Some practical ways to increase self-esteem include investing in your education, working out, practice drawing external boundaries, and playing to your strengths.

3. Learn to be present.

One of the best (and most obvious) ways to stop obsessing about the past is to learn to be present.

Being present is how you move along with your life when someone stops investing in your relationship. It’s how you interact with the physical world instead of the obsessive thoughts in your head.

Being present requires regular practice. One common way you could do it is through meditation. Playing sports, especially with a team, or learning a new practical skill would be useful too.

4. Use your closest relationship as a blueprint.

If you’re close to someone — anyone at all — you can use your relationship with them as a blueprint of how you should think and act with other people.

With family and close friends, you can be true to yourself, and you don’t overthink past interactions. It allows them to get to know you and build intimacy with you.

In contrast, anxiety closes you up and poses a challenge for other people when interacting with you, and not everyone will be willing or equipped to take up this challenge, especially if they don’t know you well.
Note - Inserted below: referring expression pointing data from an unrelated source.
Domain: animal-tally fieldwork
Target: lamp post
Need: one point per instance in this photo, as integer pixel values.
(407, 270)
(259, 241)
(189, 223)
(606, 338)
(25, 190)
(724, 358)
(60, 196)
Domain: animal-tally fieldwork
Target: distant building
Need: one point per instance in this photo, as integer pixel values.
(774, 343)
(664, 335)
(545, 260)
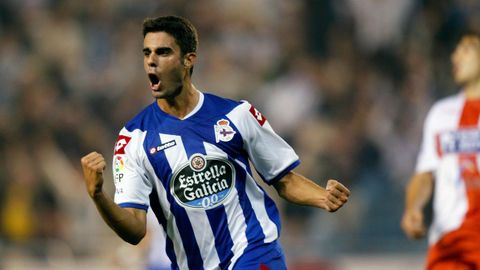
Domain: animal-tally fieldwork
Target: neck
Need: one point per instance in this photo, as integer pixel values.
(472, 90)
(182, 104)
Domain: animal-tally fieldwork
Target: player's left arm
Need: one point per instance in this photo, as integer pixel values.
(298, 189)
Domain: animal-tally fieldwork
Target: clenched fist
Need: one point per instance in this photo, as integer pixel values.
(337, 195)
(93, 165)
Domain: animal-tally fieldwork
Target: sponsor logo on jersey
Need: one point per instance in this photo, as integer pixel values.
(118, 167)
(162, 147)
(122, 142)
(258, 115)
(223, 131)
(204, 182)
(459, 141)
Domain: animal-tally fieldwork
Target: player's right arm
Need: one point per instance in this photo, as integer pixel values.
(128, 223)
(417, 195)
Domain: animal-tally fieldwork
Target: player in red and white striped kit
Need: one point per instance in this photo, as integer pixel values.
(448, 165)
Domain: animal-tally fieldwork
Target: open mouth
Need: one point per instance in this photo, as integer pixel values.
(154, 81)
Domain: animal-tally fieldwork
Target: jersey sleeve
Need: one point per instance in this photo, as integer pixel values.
(428, 157)
(271, 156)
(132, 185)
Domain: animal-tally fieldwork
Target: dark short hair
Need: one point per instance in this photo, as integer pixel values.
(179, 28)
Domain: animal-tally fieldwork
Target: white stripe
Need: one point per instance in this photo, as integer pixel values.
(235, 217)
(256, 196)
(172, 230)
(177, 156)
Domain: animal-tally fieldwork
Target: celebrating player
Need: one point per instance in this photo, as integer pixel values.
(187, 157)
(449, 157)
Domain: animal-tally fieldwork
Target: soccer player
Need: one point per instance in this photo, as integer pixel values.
(186, 156)
(448, 165)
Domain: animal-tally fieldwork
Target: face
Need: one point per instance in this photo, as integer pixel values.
(466, 61)
(163, 64)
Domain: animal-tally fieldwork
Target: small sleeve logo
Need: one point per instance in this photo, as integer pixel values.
(122, 142)
(223, 131)
(257, 115)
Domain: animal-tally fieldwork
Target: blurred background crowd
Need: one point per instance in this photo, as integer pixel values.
(348, 83)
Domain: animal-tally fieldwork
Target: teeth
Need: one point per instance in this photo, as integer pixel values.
(153, 78)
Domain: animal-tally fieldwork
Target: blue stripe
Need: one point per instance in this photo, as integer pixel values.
(162, 169)
(254, 231)
(134, 205)
(223, 240)
(157, 210)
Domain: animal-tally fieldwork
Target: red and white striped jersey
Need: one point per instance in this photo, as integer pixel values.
(450, 149)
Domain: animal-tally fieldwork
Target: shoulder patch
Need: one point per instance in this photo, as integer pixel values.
(257, 115)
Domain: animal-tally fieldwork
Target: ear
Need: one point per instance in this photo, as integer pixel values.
(189, 59)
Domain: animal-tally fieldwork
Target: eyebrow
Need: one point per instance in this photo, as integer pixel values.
(159, 50)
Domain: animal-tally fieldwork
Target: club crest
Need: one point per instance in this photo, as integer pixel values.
(223, 131)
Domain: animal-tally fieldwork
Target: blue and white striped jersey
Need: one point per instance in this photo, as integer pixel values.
(195, 175)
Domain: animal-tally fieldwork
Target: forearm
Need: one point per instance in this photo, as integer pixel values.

Next time you feel anxious in a new relationship, ask yourself what you would do and what the healthy way to think is, imagining this person was someone close and dear to you.

Be patient with yourself if you can’t act accordingly just yet. It will come with time and practice. For now, stay conscious of your anxiety — it provides you with great insights into yourself and your needs.

5. Strengthen your relationship with yourself.

At the centre of it all is the relationship with yourself.

I understand not everyone has close and loving relationships around them to lean on. Not everyone has access to therapy. But no matter who you are, you have you.

Your relationship with yourself can act as the blueprint for all other relationships in your life. When it’s mature enough, it will give you the key to your power.

Validate your own feelings, thoughts, and experiences. Be kind to yourself.

No matter who you are, you have you.

Key takeaways

Here’s a recap of the three mindset shifts I made to stop overthinking in relationships:

  1. I assume nothing is wrong unless stated or proven otherwise.

  2. If someone acts strange or in any way that hurts my feelings, instead of thinking it’s my fault without evidence, I ask whether something is going on with the other person.

  3. I remind myself that people don’t actively think about me and I take things at face value unless asked otherwise.

To maintain these mindset shifts, here are the five things I’ve been doing:

  • Draw a hard line with my old mindsets.

  • Build strong self-esteem.

  • Learn to be present.

  • Build a robust inner circle/support system.

  • Strengthen my relationship with myself.